O carro deslizou suavemente pela ponte Queensboro, suas luzes refletindo na camada de neve que cobria a estrutura, um reflexo gelado do caos que era o trânsito da Grande Maçã naquela noite. O ritmo lento dos veículos contrastava com o turbilhão de pensamentos que ainda ressoavam na mente de Junior. Ele mantinha as mãos firmes no volante, mas seus olhos, de tempos em tempos, desviavam-se para Aline, que adormecera no banco do passageiro.
A luz fraca dos postes, filtrada pela neve, iluminava suavemente o rosto de Aline. No sono, ela parecia mais jovem, quase frágil, como se toda a carga de mistérios e segredos que carregava durante o dia tivesse sido momentaneamente aliviada. Uma aura de tranquilidade envolvia seu semblante, e Junior não pôde evitar um sorriso. Ali, no silêncio do carro, ela era a mesma garota por quem ele se apaixonara — forte e determinada, mas com uma inocência que o surpreendia sempre.
Ele reduziu a velocidade, acompanhando o fluxo de veículos enquanto uma neblina sutil começava a subir do rio abaixo da ponte. Sentindo a necessidade de suavizar o ambiente, ele procurou no rádio uma música que fosse suave o suficiente para não perturbá-la. As notas melancólicas de Billie Eilish preencheram o espaço, uma trilha sonora inesperada, mas adequada para aquele momento.
Finalmente, após o que pareceram horas de um trajeto que normalmente duraria 45 minutos, eles chegaram à casa em Southgate Boulevard. O carro parou suavemente diante do jardim, agora completamente coberto por uma fina camada de neve que cintilava à luz do luar.
Junior desligou o motor e, por um momento, apenas observou Aline, ainda dormindo, o peito subindo e descendo em um ritmo constante e pacífico. Ele se inclinou levemente e, com uma delicadeza que poucos conheciam, tocou seu ombro.
— Aline, chegamos — sussurrou, a voz suave, quase um murmúrio.
Ela despertou lentamente, os olhos piscando para ajustar-se à escuridão ao redor. Por um breve instante, ela pareceu desorientada, mas então, ao ver o rosto de Junior, sorriu com uma ternura que aqueceu o coração dele.
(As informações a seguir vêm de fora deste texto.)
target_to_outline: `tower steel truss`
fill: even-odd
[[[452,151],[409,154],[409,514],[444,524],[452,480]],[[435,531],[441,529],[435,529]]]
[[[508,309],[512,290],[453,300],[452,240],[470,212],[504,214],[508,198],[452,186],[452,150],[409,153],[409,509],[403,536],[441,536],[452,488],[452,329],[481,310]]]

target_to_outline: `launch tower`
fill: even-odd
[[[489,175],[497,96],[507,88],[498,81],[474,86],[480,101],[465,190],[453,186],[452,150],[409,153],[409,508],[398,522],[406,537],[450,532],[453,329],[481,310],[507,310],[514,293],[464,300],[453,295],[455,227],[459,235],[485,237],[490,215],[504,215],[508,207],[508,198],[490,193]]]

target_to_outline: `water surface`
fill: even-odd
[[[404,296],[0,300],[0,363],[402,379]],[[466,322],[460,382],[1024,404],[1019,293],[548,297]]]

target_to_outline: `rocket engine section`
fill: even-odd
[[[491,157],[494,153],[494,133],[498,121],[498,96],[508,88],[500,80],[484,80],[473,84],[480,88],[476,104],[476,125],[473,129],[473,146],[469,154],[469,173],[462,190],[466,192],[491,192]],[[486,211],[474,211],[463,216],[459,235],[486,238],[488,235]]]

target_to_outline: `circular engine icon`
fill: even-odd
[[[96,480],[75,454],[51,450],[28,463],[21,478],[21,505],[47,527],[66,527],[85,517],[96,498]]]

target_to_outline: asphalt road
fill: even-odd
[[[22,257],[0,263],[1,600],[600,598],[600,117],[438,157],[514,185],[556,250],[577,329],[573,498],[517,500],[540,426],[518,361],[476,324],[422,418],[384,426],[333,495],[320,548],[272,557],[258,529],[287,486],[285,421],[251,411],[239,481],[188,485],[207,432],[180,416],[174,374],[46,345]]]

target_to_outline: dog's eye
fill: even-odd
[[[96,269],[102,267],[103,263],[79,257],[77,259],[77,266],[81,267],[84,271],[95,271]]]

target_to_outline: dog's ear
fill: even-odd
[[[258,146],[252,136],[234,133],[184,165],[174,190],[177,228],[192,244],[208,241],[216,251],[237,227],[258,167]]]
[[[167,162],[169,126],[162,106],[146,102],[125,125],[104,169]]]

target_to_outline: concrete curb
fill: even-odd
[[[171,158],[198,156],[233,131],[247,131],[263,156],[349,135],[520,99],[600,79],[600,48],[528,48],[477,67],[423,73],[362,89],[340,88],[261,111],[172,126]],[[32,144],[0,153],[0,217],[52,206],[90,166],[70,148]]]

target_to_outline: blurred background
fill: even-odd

Sem dizer uma palavra, ambos saíram do carro, os passos afundando na neve fresca enquanto cruzavam o jardim. O silêncio entre eles era confortável, quase sagrado, como se cada um estivesse perdido em seus próprios pensamentos, mas ainda profundamente conectados.
Quando finalmente entraram na casa de madeira e drywall, a claraboia no telhado do segundo andar deixava entrar a luz fria da lua, que se espalhava pelo chão de maneira suave e quase etérea. O calor interior contrastava com o frio lá fora, envolvendo-os em um abraço reconfortante enquanto trancavam a porta atrás de si.
E assim, sem mais palavras, o dia deles chegou ao fim. Aline subiu as escadas lentamente, enquanto Junior apagava as luzes e certificava-se de que tudo estava em ordem. A normalidade daquela noite parecia um bálsamo para a mente deles, uma pausa breve antes que os eventos estranhos e inexplicáveis voltassem a invadir suas vidas.